People with disabilities living in residential care and their support workers were prioritised in first phase of the national vaccine rollout which began on February 22.
All people with disabilities living in State Government residential care, roughly 520 people, have been offered a COVID-19 vaccine as of yesterday, with 421 people taking up the offer to receive a jab according to the Department of Human Services (DHS).
But the DHS also told InDaily that the Department has so far only provided 170 disability accommodation support workers with a vaccine.
That’s despite Human Services Minister Michelle Lensink announcing on March 10 that 900 frontline staff working in State Government-run disability accommodation would be vaccinated by March 31.
A DHS spokesperson said the rollout “began successfully” in March but attributed the slow pace of vaccines to health advice handed down on April 8 recommending against the use of the AstraZeneca vaccine for under 50s due to rare but potentially fatal blood clots.
“Many staff are aged under 50 years and were therefore not able to receive the AstraZeneca vaccine as planned,” the spokesperson said.
There are more than 1600 disability accommodation support staff working in the DHS according to the 2020-21 budget papers, with the current number of vaccinated disability support workers representing around 10 per cent of employees.
The DHS said it is “taking steps” to ensure staff can access an appropriate COVID-19 vaccine, including running an internal vaccine promotional campaign and supporting workers to access vaccination in paid work time.
“[We are] working closely with SA Health to offer disability staff the Pfizer vaccine and many disability workers have already received or booked to receive a vaccination through SA Health,” a spokesperson said.

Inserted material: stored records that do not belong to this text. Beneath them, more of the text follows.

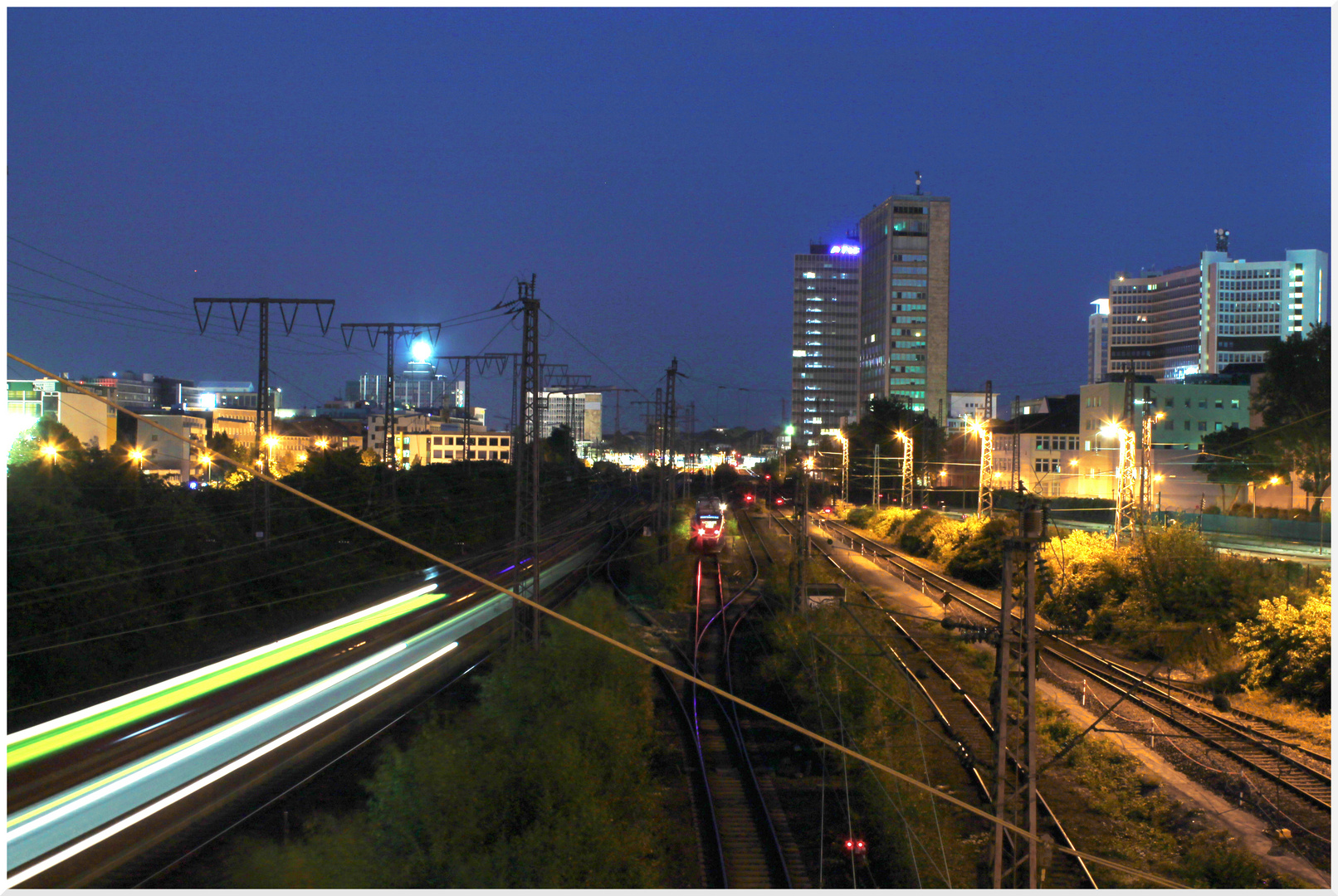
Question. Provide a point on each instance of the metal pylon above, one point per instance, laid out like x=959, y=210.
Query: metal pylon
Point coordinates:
x=526, y=455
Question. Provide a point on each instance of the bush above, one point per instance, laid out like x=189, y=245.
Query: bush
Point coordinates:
x=861, y=517
x=981, y=559
x=1289, y=649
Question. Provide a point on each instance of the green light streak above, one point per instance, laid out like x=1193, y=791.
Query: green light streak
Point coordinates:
x=150, y=705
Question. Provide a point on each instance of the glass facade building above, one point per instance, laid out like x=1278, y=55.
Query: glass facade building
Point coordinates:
x=826, y=340
x=903, y=284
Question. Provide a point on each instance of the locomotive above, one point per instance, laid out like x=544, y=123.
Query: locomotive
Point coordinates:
x=708, y=524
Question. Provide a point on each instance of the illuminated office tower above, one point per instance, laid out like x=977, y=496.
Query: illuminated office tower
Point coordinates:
x=826, y=344
x=903, y=289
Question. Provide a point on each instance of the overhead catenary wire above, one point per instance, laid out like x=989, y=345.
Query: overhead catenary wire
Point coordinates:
x=644, y=657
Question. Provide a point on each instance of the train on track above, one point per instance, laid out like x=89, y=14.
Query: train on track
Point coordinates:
x=708, y=526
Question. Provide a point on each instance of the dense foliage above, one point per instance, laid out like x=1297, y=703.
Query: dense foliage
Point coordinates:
x=546, y=782
x=1289, y=647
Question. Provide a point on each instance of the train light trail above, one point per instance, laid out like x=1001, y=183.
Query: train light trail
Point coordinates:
x=76, y=728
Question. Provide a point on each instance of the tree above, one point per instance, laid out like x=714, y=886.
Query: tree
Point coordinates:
x=1290, y=649
x=1294, y=402
x=1235, y=458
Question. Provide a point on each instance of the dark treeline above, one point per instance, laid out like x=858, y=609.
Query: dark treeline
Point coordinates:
x=96, y=548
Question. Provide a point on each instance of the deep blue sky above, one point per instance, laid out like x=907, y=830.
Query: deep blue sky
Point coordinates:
x=657, y=168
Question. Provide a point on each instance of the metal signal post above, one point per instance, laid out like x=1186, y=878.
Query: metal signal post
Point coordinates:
x=1014, y=699
x=526, y=454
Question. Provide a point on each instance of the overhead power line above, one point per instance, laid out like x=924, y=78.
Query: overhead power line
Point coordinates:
x=617, y=645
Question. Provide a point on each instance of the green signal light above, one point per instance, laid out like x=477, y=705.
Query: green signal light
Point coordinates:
x=114, y=717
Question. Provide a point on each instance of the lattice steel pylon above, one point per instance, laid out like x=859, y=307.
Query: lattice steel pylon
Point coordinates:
x=526, y=454
x=1017, y=860
x=264, y=402
x=844, y=467
x=1145, y=452
x=1126, y=502
x=907, y=470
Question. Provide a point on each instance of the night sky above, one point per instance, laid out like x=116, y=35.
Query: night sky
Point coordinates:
x=657, y=168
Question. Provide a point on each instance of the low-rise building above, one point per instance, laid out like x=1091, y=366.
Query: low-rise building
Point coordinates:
x=89, y=420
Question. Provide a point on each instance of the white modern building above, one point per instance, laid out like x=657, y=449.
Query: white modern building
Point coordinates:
x=824, y=356
x=962, y=407
x=1099, y=340
x=903, y=297
x=1202, y=317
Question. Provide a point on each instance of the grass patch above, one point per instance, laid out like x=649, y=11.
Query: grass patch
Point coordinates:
x=1113, y=810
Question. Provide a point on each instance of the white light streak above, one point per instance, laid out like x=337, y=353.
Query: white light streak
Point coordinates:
x=69, y=852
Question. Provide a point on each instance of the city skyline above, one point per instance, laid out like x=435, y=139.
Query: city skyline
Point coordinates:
x=658, y=183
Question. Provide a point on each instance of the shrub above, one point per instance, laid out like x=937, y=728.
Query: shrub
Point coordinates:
x=1289, y=649
x=981, y=559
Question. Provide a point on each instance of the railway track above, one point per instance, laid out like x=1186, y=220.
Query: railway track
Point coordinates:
x=962, y=721
x=738, y=824
x=1243, y=738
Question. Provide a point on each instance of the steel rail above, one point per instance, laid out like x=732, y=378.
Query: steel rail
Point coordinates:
x=974, y=709
x=1151, y=694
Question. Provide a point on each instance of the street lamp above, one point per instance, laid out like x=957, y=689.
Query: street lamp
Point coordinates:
x=1124, y=478
x=985, y=496
x=907, y=467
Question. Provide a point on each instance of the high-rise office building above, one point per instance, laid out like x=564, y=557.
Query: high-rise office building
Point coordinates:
x=1202, y=317
x=903, y=289
x=1099, y=340
x=824, y=363
x=1248, y=305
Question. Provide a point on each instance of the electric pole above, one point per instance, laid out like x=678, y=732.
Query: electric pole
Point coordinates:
x=878, y=495
x=1014, y=757
x=526, y=454
x=671, y=423
x=264, y=403
x=985, y=430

More than 250,000 people in South Australia have received at least one dose of a COVID-19 vaccine, with the rollout now in its third phase.
The office of Human Services Minister Michelle Lensink declined to expand on the DHS’s comments.
Shadow Human Services Minister Nat Cook said the current pace of the State Government’s disability worker vaccine rollout was “appalling” and “none of the excuses they are giving should warrant a six-week delay in the program”.
“The people with specific higher risk to contracting COVID, and those caring for them, simply must be a priority,” Cook said.
“If people in hospitals have been prioritised [and] frontline emergency workers had been prioritised, why would you not put people supporting the people with high levels of vulnerability in group homes at the top of the list as well?”
“If there is a change in direction about what vaccine to give what age group, I accept that, but that’s not [the Department’s] entire workforce.”
The figures come after it was revealed on Monday that just six people with disabilities and four support workers in residential disability care in South Australia had been vaccinated as part of the federal government’s in-reach program as of May 6.
At that point in time, more than 2.5 million Australians had received a COVID jab.
The numbers – labelled an “abject failure” by the counsel assisting the disability royal commission – did not include people with disabilities or support workers who had been vaccinated at state-run clinics or by their GP.
AnglicareSA, which manages 25 supported homes with 93 residents, says no staff or resident at their facilities has been vaccinated as part of the federal government in-reach program yet.
Executive General Manager Disability Services Ian Byrne said some AnglicareSA staff and two residents have had their first dose at a state-run clinic or GP, with the organisation expecting the federal government’s contractors to begin vaccinations for their facilities by the end of the month.
Byrne said he was concerned by the pace of the rollout, and added that “we want those people we support to have access to clear and reliable information about the vaccine options and availability”.
“While it is, and as we understand will remain, a voluntary decision to be vaccinated, any uncertainty and ambiguity about vaccine availability and the process for receiving a vaccine only elevates the level of anxiety experienced by those in vulnerable circumstances,” Byrne said.
“We commenced our preparedness for customers to receive vaccines in February this year and remain ready to support our customers in their choice.”
The DHS noted there were a variety of reasons that not all people with disabilities in state-run accommodation had been vaccinated, including some not being healthy enough to receive the vaccine, their legal guardian not providing consent, or they require the jab to be administered in hospital.